The Indianapolis Colts ran the third most offensive plays in the NFL last season. Of their 1070 plays, 662 were passing plays (fourth in the league) for a percentage of 62% (seventh in the league).



The Colts finished above league average in passing play percentage no matter the game situation. It is worth noting that Indianapolis was well above average when playing from behind. This plays a big role in the value of Marlon Mack and Nyheim Hines.


Only T.Y. Hilton finished above the NFL average for targets per game. He absorbed 22% of the Colts’ targets last season. Hilton made good on his targets finishing fourth in football with 2.54 yards per route run (Y/RR) according to Pro Football Focus.


10 & In Tar 10 & In MS 10 & In TD 10 & In TD MS
T.Y. Hilton 10 22% 4 21%
Chester Rogers 1 2% 1 5%
Zach Pascal 2 4% 1 5%
Dontrelle Inman 4 9% 2 11%
Ryan Grant 1 2% 1 5%


Hilton did underperform in the touchdown apartment based on his yardage. A receiver with his yardage total would be expected to score eight touchdowns, but Hilton only turned in five. Four of which came within the opponent’s 10-yard line. Hilton led the Colts in targets in this area as well. (Next closest being Eric Ebron and Nyheim Hines with six targets apiece.) Look for new arrival Devin Funchess to eat into these totals this season.



It is no surprise that Colts added Devin Funchess and spent a second-round pick on receiver Parris Campbell this offseason. With Chester Rogers and Zach Pascal getting opportunities early in the season between Weeks 4 through 6, the Colts never really went back to the receivers with any consistency as measured by air yards and targets. They will both be battling for continued opportunities in the 2019 season all preseason.


Tennesee Titans


The Tennessee offense ran the third least plays in the NFL last season. When it comes to passing the ball, the Titans tried to move the ball through the less than every team, but the Seattle Seahawks.



When in a neutral game script, the Titans were well below the league average in passing play percentage. It is also evident that once Tennessee gained a lead, they were more than happy to hand the ball off and try and sit on their lead.



With the passing volume so low, you’ll want to invest wisely in the receivers in this offense.
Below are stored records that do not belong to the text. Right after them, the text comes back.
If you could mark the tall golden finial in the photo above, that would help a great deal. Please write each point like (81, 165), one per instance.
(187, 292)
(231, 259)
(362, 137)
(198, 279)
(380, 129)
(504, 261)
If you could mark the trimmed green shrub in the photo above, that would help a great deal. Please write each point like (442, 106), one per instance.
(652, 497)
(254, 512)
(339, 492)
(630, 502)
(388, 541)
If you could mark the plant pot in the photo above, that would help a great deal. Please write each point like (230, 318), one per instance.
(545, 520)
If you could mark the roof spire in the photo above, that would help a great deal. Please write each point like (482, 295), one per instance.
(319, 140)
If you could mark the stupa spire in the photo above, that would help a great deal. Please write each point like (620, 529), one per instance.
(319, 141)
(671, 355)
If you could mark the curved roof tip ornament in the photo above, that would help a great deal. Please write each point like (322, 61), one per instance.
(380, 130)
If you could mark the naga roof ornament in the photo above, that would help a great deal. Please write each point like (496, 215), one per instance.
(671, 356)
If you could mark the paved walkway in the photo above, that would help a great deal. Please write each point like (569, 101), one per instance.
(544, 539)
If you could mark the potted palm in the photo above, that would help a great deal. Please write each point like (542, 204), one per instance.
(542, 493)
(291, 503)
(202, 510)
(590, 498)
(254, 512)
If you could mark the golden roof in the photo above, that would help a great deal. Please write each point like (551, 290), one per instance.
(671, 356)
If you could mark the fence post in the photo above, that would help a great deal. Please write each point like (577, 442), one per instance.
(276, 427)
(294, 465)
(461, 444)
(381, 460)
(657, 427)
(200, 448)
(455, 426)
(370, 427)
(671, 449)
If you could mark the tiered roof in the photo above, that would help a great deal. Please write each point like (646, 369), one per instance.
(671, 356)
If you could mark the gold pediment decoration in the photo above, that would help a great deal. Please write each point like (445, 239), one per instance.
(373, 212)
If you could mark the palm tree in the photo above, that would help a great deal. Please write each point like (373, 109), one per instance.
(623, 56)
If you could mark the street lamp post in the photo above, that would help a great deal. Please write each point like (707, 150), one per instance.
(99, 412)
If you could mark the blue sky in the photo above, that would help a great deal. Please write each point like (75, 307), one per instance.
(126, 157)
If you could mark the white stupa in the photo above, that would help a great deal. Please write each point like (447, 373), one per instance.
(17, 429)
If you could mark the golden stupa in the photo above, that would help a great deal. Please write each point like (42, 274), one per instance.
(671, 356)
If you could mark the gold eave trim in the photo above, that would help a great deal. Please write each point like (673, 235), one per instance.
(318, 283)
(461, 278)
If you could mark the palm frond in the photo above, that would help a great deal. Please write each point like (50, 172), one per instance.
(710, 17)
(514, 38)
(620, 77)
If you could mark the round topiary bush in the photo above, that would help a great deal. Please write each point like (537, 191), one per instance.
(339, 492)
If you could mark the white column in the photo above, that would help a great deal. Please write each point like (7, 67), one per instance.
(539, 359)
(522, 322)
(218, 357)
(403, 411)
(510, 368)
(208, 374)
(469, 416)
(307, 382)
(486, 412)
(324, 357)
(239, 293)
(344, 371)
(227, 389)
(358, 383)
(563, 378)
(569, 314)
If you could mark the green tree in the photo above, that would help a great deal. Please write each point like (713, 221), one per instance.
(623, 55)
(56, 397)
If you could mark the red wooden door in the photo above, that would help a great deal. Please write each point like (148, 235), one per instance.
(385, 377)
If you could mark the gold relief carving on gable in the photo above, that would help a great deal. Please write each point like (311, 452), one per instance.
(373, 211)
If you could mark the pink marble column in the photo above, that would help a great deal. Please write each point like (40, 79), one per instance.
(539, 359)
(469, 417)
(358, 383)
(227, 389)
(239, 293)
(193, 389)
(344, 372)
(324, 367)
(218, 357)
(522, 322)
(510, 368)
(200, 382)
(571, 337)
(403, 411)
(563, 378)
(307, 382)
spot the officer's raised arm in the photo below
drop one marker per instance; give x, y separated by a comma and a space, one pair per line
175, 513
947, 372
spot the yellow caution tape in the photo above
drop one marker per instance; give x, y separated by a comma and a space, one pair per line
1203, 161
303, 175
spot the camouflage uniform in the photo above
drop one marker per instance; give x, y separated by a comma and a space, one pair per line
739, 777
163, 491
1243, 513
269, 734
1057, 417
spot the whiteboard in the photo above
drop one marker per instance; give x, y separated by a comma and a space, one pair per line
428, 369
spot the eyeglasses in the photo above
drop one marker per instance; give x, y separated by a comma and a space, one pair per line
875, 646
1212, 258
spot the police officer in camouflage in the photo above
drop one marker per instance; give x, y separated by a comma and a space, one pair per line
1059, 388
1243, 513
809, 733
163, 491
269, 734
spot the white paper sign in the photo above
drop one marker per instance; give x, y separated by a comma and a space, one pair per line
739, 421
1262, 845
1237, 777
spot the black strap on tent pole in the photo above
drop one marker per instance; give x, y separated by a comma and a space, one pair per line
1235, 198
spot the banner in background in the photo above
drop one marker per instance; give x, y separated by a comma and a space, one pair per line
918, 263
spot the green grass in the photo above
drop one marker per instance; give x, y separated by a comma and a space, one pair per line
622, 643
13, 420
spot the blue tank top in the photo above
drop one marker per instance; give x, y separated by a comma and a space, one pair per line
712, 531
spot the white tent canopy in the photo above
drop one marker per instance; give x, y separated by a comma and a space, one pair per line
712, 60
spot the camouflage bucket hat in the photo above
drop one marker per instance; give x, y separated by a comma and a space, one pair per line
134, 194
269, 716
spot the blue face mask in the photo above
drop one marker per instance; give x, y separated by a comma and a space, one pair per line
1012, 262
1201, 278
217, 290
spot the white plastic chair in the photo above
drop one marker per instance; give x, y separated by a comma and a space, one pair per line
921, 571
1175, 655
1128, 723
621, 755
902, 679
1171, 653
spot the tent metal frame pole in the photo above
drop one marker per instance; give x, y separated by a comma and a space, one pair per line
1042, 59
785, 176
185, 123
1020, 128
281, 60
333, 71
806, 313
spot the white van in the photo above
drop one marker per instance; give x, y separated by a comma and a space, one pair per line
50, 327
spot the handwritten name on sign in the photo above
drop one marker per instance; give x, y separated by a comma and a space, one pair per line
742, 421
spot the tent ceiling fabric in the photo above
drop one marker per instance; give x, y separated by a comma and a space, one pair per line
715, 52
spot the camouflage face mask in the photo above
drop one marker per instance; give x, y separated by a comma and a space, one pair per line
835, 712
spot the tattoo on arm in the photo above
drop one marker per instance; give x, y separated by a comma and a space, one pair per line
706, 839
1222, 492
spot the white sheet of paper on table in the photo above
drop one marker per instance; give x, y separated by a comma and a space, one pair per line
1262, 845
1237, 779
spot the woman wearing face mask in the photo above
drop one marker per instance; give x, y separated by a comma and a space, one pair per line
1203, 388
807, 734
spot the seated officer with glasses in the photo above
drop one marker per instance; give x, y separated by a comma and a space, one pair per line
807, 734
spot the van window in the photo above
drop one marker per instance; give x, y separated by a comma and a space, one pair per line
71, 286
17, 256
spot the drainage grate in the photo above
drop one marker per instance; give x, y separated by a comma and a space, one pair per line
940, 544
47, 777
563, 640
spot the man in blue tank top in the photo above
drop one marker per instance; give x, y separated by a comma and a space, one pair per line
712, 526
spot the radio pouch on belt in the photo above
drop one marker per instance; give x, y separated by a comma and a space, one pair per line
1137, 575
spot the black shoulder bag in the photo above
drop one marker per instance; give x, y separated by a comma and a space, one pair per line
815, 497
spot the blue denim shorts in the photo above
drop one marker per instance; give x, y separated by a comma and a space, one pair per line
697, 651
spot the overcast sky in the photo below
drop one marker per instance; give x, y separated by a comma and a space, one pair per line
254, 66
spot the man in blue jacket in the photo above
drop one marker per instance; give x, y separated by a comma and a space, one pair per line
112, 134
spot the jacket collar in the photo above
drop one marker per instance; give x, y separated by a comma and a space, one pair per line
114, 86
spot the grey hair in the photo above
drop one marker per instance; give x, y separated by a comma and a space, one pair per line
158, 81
Of the receivers that were targeted at least a league median 24 times, only Corey Davis bested five targets per game and not by much for a team’s number one receiver.


10 & In Tar 10 & In MS 10 & In TD 10 & In TD MS
Tajae Sharpe 4 14% 1 17%
Corey Davis 9 32% 1 17%
Taywan Taylor 1 4% 0 0%


Davis received 32% of the Titans’ targets within the opponent’s 10-yard line which is positive when considering Tennesse ran the ball nearly as much as they threw when this close to the goal line. Derrick Henry had 22 attempts from this part of the field, which is more than the Titans top three receivers’ targets combined.
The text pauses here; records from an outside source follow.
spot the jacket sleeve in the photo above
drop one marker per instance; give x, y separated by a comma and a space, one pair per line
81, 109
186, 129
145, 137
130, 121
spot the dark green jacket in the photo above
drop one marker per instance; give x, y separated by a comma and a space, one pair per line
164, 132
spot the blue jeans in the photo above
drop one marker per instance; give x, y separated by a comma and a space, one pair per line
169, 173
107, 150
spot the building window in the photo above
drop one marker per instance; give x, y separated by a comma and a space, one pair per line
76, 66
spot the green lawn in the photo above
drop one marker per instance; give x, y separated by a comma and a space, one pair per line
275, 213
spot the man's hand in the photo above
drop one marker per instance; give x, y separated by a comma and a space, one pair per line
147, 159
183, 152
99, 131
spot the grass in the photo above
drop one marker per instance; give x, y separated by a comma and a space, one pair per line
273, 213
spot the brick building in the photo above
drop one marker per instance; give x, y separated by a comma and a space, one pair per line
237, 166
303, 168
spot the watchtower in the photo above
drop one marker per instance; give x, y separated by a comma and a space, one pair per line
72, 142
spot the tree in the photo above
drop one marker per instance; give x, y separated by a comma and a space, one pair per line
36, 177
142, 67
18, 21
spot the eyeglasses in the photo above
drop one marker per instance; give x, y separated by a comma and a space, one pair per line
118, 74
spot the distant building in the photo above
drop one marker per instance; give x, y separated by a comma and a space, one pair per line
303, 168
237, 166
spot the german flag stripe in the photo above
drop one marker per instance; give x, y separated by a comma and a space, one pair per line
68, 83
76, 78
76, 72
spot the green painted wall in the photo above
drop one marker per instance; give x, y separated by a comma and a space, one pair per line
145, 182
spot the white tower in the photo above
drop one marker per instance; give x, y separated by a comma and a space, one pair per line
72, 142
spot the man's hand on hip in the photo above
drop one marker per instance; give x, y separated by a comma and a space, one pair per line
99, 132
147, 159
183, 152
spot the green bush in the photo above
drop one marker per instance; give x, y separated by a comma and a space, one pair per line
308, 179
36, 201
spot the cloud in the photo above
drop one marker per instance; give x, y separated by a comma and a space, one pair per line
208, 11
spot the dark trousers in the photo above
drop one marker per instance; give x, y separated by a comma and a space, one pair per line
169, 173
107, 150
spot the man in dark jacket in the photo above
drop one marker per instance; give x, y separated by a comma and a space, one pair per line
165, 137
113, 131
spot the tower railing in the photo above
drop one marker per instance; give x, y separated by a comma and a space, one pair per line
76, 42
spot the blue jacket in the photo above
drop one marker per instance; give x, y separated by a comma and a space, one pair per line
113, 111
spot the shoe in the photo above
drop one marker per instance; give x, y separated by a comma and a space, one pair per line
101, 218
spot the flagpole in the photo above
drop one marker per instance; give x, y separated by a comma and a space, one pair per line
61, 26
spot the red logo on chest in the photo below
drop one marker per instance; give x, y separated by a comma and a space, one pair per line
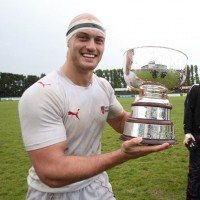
74, 113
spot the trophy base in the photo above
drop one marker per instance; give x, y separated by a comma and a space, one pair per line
151, 141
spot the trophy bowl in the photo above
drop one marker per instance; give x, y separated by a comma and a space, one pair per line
153, 71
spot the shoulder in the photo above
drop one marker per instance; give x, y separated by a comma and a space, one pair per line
194, 87
46, 88
103, 83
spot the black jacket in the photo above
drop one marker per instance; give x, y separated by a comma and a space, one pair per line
192, 111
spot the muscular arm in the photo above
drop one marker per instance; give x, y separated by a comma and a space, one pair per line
56, 169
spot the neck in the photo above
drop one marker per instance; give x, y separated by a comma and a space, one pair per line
81, 78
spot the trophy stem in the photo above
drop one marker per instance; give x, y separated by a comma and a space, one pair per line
150, 116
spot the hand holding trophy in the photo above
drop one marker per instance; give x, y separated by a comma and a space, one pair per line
153, 71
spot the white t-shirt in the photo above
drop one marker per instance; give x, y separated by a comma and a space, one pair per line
54, 109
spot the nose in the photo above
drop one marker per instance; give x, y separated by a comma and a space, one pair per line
91, 45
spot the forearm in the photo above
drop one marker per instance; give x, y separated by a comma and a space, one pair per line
70, 169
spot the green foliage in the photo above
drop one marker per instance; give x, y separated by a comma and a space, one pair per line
159, 176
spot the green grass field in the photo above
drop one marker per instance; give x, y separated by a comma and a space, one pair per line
161, 175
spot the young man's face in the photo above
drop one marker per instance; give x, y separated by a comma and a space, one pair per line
86, 48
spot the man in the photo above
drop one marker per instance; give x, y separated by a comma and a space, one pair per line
62, 119
192, 131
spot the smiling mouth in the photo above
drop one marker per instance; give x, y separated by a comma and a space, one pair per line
89, 55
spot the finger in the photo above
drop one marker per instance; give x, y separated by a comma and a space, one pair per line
134, 141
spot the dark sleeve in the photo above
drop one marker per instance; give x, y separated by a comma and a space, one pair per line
189, 109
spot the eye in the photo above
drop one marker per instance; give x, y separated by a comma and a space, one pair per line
99, 40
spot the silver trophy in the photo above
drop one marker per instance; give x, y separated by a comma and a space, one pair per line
153, 71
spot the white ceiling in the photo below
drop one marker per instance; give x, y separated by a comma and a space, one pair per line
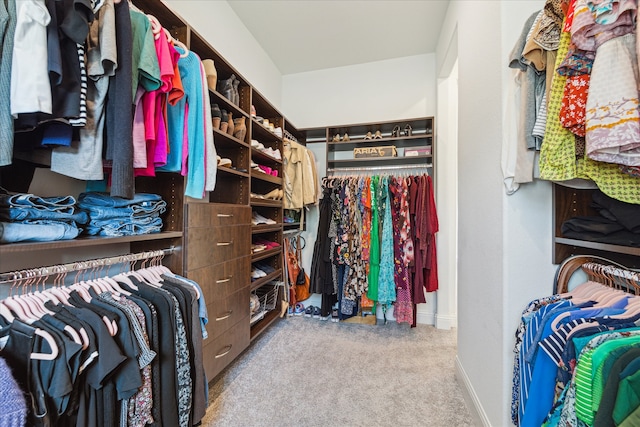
306, 35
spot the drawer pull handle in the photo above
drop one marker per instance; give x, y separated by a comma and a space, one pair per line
224, 353
226, 316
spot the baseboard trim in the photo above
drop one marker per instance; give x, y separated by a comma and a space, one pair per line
471, 398
446, 321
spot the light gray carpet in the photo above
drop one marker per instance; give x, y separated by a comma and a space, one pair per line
308, 372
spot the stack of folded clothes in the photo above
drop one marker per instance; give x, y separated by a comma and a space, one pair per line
31, 218
115, 216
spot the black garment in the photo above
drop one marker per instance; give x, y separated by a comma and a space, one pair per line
192, 318
119, 111
167, 354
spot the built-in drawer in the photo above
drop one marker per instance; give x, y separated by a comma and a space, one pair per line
219, 352
226, 312
217, 215
214, 245
221, 280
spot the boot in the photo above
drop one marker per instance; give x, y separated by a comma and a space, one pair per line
211, 73
225, 87
230, 126
236, 92
240, 128
224, 121
216, 116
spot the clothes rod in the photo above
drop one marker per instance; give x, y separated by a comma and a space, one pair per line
376, 168
39, 272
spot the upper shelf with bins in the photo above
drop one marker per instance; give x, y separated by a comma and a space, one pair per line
410, 133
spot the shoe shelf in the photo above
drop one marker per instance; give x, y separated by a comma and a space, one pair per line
267, 253
263, 280
267, 178
271, 203
223, 139
260, 157
257, 229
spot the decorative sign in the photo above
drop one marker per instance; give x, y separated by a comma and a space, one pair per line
363, 152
Taywan Taylor became more involved in the offense in the last four weeks of the season getting more air yards than Davis. Taylor was a more efficient receiver last season with 1.87 Y/RR according to PFF.com. Watch to see if Taylor continues to trend upward this preseason, but he will have plenty of competition with rookie A.J. Brown, free agent signing Adam Humphries, and the return of Delaine Walker.


Jacksonville Jaguars


The Jacksonville offense was middle of the pack when it comes to offensive plays last season. They ran a total of 1005 plays and threw on 59% of those plays which was the league average last season.



Passing is not what the Jaguars preferred to do last season. When running the offense within a neutral game script Jacksonville ran a pass play only 46% of the time. This may have been a way to neutralize Blake Bortles, but could also speak to their offensive philosophy. The good news for 2019 is the hiring of offensive coordinator John DeFilippo and signing Nick Foles. Both moves lead us to believe that the Jaguars will increase their passing volume this season.



With Marqise Lee going down with an injury before the season, Dede Westbrook led the team in targets per game. Westbrook finished the year with 101 targets and 19% market share of the targets. Westbrook was not the most efficient receiver finishing in the bottom half of wide receivers with 1.29 Y/RR. Despite this, Westbrook was near the top of the league in receiver separation and above average in yards after the catch per reception. With an increase in volume and better quarterback play, Westbrook could be a steal this year.


10 & In Tar 10 & In MS 10 & In TD 10 & In TD MS
Dede Westbrook 7 26% 1 17%
Keelan Cole 6 22% 0 0%
D.J. Chark 2 7% 0 0%
Donte Moncrief 5 19% 1 17%


Jacksonville tried to get Westbrook the ball within the 10 by throwing it to him 26% of the time they reached that part of the field. Keelan Cole was also someone they looked to often from 10 and in. The Jaguars threw the ball 50% of the time within this part of the field which is league average.



Keelan Cole was an inconsistent part of the offense last season. He proved to be a focal point of the offense in a few games and then there were games where he could not earn a target in the middle of the season. With the return of Marqise Lee, the signing of Chris Conley, and the Jaguars investing in the position in the draft, Cole’s inconsistency in the offense may hurt him going forward.